I was born in the North West of England on the Wirral where I lived until I was seven. My close family are from the Wirral, Liverpool, Wales and Bangladesh so I grew up hearing a range of different accents. Therefore, with my mixed blood and all my family’s different accents I always had quite a neutral one, maybe with a hint of the north due to where I lived and the people I played with at school.
When it came to learning to read and write, my Mum tells me I was a very quick learner. By 18 months I could count to ten, although whether I actually understood what counting was or whether I just simply understood the words and knew they were to be spoken in that order, I can’t be sure.
By the age of two I could talk in complete sentences just because my parents continuously spoke to / at me from day one. They would ask me questions and get me to respond as soon as I could understand what they were saying which gave me little choice other than to speak. They would ask me about colours and numbers, or get me to repeat things after them like ‘cat’ or ‘dog. Furthermore, to encourage me to string sentences together properly they would never assume what I wanted simply by watching me point at it; they would insist asked for it before giving it to me. I remember a big thing that my parents and grandparents would enforce on me and my older brother was manners. ‘Pwease’ and ‘fank you’ were words that were drilled into my head from the off, most probably because my grandparents’ generation were always particularly strict on it when my parents were young.
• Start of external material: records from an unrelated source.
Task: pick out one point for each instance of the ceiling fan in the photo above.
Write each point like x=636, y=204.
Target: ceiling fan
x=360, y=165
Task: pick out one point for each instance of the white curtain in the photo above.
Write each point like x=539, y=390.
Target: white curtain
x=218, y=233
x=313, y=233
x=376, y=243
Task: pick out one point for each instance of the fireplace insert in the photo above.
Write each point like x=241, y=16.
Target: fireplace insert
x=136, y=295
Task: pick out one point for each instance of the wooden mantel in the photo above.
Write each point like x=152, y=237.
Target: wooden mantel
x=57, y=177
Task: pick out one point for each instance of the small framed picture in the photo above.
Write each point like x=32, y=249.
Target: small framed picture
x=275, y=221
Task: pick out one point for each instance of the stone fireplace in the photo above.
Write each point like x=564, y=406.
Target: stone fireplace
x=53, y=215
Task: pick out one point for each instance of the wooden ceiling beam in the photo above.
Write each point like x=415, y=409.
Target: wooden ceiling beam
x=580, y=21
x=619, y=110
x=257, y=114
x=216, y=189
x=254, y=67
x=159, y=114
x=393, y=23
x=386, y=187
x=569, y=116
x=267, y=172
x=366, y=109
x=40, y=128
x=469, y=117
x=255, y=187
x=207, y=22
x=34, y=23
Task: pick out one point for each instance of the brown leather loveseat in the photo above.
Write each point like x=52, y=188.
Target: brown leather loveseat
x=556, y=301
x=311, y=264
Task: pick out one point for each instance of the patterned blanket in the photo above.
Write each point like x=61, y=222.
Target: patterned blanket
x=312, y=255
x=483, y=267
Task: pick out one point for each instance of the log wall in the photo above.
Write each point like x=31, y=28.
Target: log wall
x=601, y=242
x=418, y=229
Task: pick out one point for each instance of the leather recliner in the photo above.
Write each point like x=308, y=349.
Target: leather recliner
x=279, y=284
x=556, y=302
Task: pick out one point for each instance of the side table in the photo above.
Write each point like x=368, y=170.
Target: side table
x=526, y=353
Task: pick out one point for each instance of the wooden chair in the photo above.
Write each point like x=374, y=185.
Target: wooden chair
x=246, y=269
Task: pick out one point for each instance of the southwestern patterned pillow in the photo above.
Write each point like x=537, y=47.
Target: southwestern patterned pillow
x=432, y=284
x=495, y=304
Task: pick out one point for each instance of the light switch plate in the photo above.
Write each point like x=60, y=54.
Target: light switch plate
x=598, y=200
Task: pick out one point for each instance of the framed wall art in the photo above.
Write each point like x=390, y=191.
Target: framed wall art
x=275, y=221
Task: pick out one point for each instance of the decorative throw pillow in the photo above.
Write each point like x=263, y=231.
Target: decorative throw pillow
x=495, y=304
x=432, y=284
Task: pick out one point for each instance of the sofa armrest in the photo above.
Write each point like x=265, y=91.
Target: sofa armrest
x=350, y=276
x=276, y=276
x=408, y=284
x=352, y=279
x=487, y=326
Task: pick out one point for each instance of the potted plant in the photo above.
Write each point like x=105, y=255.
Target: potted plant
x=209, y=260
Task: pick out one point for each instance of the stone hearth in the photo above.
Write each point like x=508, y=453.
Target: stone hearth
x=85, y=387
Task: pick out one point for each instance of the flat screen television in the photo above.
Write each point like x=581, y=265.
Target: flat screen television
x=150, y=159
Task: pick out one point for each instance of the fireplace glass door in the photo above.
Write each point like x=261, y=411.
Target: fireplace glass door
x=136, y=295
When I started primary school, I can vividly remember being taught to read and write. We started by doing simple dot-to-dot of letters and numbers until eventually we had enough pen control to write them out properly. I decided early on that I was going to be left handed and have stayed that way all the way through school, using my left hand for most things apart from playing guitar and golf! In the early years of school we had purple handwriting books to print lines of letters out into and eventually progressed to joining them up as I progressed up the lower school. My teacher would use ‘Jolly Phonics’ to get us to learn the pronunciation of words when reading and both my brother and I started off by reading The Magic Key books with Biff, Chip and Kipper.
I moved down to Lincolnshire when I was seven due to my Dad’s job, joining midway through Year 2 at Copthill School. My parents recall that from the very first day of joining the school I adopted a much more ‘southern’ accent than my initial one and have spoken like that ever since, something the northern part of my family take delight in teasing me about. I think it was because I felt so different to everyone else having moved to a completely strange and new place and I wanted to fit in in any way possible.
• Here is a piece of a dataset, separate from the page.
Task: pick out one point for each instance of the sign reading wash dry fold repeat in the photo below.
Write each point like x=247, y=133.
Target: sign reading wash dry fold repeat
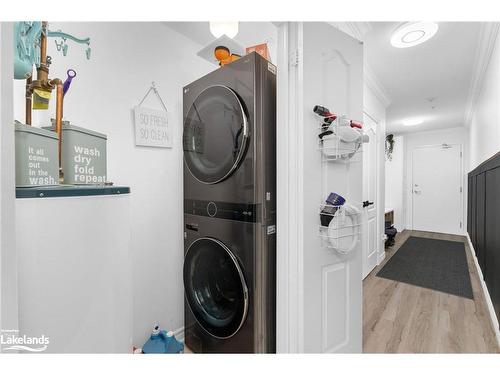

I instantly struggled with the teaching style of an independent school having just arrived from a very underachieving state school. The intensity of the lessons with the smaller class sizes and the amount of one-on-one teacher help took a while to get used to, especially in maths, at which I had very low confidence. I could no longer hide at the back of the class and get away with not knowing the answers and not understanding. However, as I progressed up to Year 6 my confidence in maths had grown a lot due to the extra learning support the school arranged for me – having picked up straight away on the fact that I was struggling to keep up with the rest of the class. On the other hand, English had always been my favourite subject at school and from early on I was keen to do creative writing and felt incredibly enthusiastic about writing plays – and performing in them too.
Stamford has been a fantastic school for me since leaving primary school and I have always been encouraged to pursue my interests. I have been involved in the school plays: The Taming of the Shrew, Peter Pan, The Italian Straw Hat, and I am currently involved in rehearsals for the 2018 SES musical Hairspray.
Furthermore, as an aspiring journalist, I adore writing for Stamford Living Magazine as well voluntary writing/editorial work for other magazines. Reading is also something that inspires me and I am especially passionate about Shakespeare and classic novels: my personal favourites being the works of female novelists such as Jane Austen and the Brontë sisters. Through my love of drama and English I have been able to interact with other people with similar interests and the school magazine offers me the opportunity of meeting people from all over school with aspirations like mine.